A disputa está posta também na comunicação periférica, na grande quantidade de coletivos criado em cada margem da cidade, por razões distintas e com forças e objetivos também diferentes, mas que na ponta se conecta. Por essa razão, criamos o Fórum Comunicação Territórios, uma pesquisa que mapeou 97 iniciativas de comunicação, sejam elas pessoas, coletivos ou organizações sociais e culturais, sempre com recorte de território: esse movimento precisava estar em alguma das periferias da cidade de São Paulo e atuar a partir dela.
Afinal as articulações precisam começar pela base, ou seja, por quem faz comunicação nos territórios e isso já acontece há mais de três décadas em São Paulo. O que nós precisamos fazer agora é organizar os conhecimentos que são fruto desse trabalho, bem como suas contribuições para transformações sociais conectadas ao direito à comunicação, para ampliar esse debate com o poder público e a sociedade civil.
Produzimos, então, a pesquisa “Mapa do Jornalismo Periférico: Passado, Presente e Futuro”, que apresenta um contexto histórico sobre a relação das iniciativas de comunicação com seus territórios de atuação e as políticas públicas.

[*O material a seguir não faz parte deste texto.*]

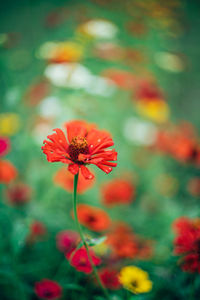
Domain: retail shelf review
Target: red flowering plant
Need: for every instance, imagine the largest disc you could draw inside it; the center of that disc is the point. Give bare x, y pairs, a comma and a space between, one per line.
82, 145
48, 289
187, 243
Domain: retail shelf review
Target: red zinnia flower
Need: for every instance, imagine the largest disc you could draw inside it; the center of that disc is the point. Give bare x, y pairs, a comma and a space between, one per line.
48, 289
187, 243
65, 179
81, 262
7, 171
18, 193
117, 191
110, 279
85, 145
4, 146
67, 240
92, 217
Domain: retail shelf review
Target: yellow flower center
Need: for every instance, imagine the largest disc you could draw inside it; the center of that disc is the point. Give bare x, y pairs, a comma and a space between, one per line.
78, 146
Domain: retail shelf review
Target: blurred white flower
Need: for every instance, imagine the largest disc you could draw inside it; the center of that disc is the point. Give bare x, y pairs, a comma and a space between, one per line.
50, 107
100, 28
77, 76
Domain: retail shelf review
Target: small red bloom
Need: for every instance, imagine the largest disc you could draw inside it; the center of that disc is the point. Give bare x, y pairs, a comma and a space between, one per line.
85, 145
92, 217
4, 146
65, 179
187, 243
122, 241
7, 172
48, 289
81, 262
110, 279
67, 240
117, 191
18, 193
194, 186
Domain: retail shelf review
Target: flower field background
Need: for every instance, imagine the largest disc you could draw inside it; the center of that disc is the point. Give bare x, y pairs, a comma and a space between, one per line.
126, 74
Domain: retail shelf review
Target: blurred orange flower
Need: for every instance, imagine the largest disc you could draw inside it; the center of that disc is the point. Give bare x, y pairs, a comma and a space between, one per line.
93, 218
109, 278
80, 260
65, 179
7, 171
125, 244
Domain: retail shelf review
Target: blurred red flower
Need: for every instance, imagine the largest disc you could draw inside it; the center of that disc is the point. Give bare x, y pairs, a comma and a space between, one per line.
194, 186
187, 243
85, 145
18, 193
67, 240
48, 289
37, 231
4, 146
148, 90
109, 278
65, 179
38, 228
7, 172
92, 217
122, 241
179, 141
117, 191
80, 261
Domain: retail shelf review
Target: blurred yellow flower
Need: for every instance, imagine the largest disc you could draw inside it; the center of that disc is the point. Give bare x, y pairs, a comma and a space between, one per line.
135, 280
9, 124
156, 110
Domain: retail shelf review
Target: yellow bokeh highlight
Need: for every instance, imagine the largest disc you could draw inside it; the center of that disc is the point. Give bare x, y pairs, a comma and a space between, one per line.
67, 51
135, 280
156, 110
9, 124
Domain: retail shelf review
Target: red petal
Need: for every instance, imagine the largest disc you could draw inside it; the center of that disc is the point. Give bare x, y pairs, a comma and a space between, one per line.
76, 128
104, 168
86, 173
73, 168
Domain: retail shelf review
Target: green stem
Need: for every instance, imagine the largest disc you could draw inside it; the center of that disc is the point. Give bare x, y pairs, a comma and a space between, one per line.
84, 241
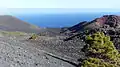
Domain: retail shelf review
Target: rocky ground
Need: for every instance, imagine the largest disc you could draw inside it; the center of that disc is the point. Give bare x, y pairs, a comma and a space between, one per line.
17, 52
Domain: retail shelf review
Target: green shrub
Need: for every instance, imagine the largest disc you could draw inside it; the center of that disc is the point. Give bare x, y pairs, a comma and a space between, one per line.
33, 37
101, 52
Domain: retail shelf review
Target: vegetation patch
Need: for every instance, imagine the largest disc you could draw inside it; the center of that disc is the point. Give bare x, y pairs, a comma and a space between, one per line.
34, 36
101, 52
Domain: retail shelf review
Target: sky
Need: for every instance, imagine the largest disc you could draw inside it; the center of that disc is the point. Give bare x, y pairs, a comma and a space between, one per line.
59, 4
29, 6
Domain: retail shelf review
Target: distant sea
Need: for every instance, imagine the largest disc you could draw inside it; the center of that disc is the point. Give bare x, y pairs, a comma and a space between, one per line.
60, 20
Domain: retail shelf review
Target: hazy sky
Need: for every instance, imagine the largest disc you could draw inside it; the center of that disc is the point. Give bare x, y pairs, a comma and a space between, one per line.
9, 6
59, 3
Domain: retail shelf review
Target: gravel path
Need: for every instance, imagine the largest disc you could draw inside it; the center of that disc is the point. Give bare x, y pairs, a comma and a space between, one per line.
14, 53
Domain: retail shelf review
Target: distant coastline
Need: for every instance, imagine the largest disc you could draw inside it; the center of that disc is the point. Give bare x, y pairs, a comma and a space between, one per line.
60, 20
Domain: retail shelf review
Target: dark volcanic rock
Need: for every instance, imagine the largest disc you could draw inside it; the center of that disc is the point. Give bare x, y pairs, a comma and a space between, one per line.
109, 24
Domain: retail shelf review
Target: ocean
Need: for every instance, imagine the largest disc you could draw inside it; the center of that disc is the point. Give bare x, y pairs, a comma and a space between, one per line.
60, 20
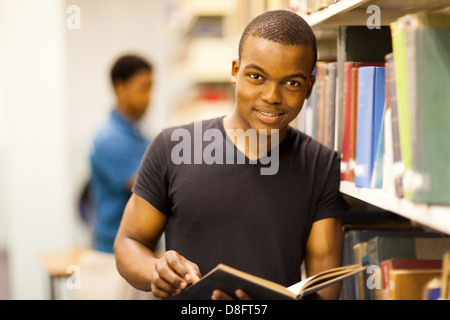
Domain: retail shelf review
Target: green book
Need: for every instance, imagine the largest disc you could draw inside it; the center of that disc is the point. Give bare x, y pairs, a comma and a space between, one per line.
401, 76
428, 41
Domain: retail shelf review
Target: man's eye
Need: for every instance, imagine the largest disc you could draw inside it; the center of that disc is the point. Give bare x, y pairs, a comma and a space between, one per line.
293, 83
255, 76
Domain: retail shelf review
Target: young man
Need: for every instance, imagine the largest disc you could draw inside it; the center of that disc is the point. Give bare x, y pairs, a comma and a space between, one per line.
118, 147
116, 154
226, 212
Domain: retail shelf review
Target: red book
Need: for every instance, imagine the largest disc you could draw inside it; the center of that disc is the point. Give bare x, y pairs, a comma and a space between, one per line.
404, 264
349, 118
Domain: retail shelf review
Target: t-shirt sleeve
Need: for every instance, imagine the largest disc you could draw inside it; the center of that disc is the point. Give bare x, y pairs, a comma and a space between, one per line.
152, 179
331, 203
114, 161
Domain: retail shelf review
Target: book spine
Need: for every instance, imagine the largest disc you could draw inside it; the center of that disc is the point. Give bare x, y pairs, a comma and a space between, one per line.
398, 44
364, 141
398, 166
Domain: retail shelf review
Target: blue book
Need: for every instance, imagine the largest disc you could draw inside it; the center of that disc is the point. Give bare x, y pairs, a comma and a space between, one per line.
371, 98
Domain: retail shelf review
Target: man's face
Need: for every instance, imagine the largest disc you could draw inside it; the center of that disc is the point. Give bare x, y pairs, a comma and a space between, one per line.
272, 81
135, 93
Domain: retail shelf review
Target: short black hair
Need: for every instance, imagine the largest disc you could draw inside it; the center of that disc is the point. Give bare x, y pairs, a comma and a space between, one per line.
281, 26
127, 66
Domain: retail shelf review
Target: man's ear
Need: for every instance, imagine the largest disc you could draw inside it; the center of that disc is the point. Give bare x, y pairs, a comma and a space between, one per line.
312, 80
234, 71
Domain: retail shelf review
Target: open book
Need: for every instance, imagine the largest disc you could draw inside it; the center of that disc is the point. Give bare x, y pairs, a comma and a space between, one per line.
228, 279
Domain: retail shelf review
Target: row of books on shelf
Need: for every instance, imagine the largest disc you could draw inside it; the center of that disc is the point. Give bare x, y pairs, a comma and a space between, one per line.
310, 6
401, 265
384, 105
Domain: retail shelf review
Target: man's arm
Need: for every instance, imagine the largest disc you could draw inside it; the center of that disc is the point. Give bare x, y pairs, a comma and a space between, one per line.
139, 232
324, 251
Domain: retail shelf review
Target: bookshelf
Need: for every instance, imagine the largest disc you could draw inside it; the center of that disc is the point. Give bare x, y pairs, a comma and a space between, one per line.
346, 12
432, 216
353, 12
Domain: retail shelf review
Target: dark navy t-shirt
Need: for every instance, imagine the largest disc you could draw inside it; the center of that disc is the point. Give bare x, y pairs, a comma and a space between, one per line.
233, 214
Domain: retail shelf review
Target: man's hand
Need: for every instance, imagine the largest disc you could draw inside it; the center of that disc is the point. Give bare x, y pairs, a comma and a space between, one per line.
220, 295
172, 273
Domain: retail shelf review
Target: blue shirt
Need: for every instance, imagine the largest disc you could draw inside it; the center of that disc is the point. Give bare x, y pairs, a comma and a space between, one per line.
117, 151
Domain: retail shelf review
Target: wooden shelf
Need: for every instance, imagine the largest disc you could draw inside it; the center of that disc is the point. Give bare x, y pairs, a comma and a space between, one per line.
433, 216
353, 12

A pesquisa é o início da construção de um projeto de lei e, para isso, nós temos primeiro que articular os comunicadores atuantes nas periferias e entender se faz sentido para eles a construção de uma lei de fomento à comunicação e suas diversas linguagens.
Neste contexto, esse estudo é o início de uma resposta coletiva para esse propósito, e deixando público as iniciativas, o tamanho dessa rede e a potência de criação e conexão política.
O Fórum de Comunicação e Territórios é uma iniciativa de coletivos e comunicadoras, entre eles estão Periferia Em Movimento, Desenrola E Não Me Enrola, Historiorama, Preto Império, Mariana Belmont (eu) e Gisele Brito. E a coalizão que resultou na criação do Fórum de Comunicação e Territórios faz parte de um interesse em comum em produzir conhecimento sobre o campo da comunicação nas periferias, que reverbere em diálogos políticos e públicos sobre a construção de um futuro projeto de lei de fomento à comunicação.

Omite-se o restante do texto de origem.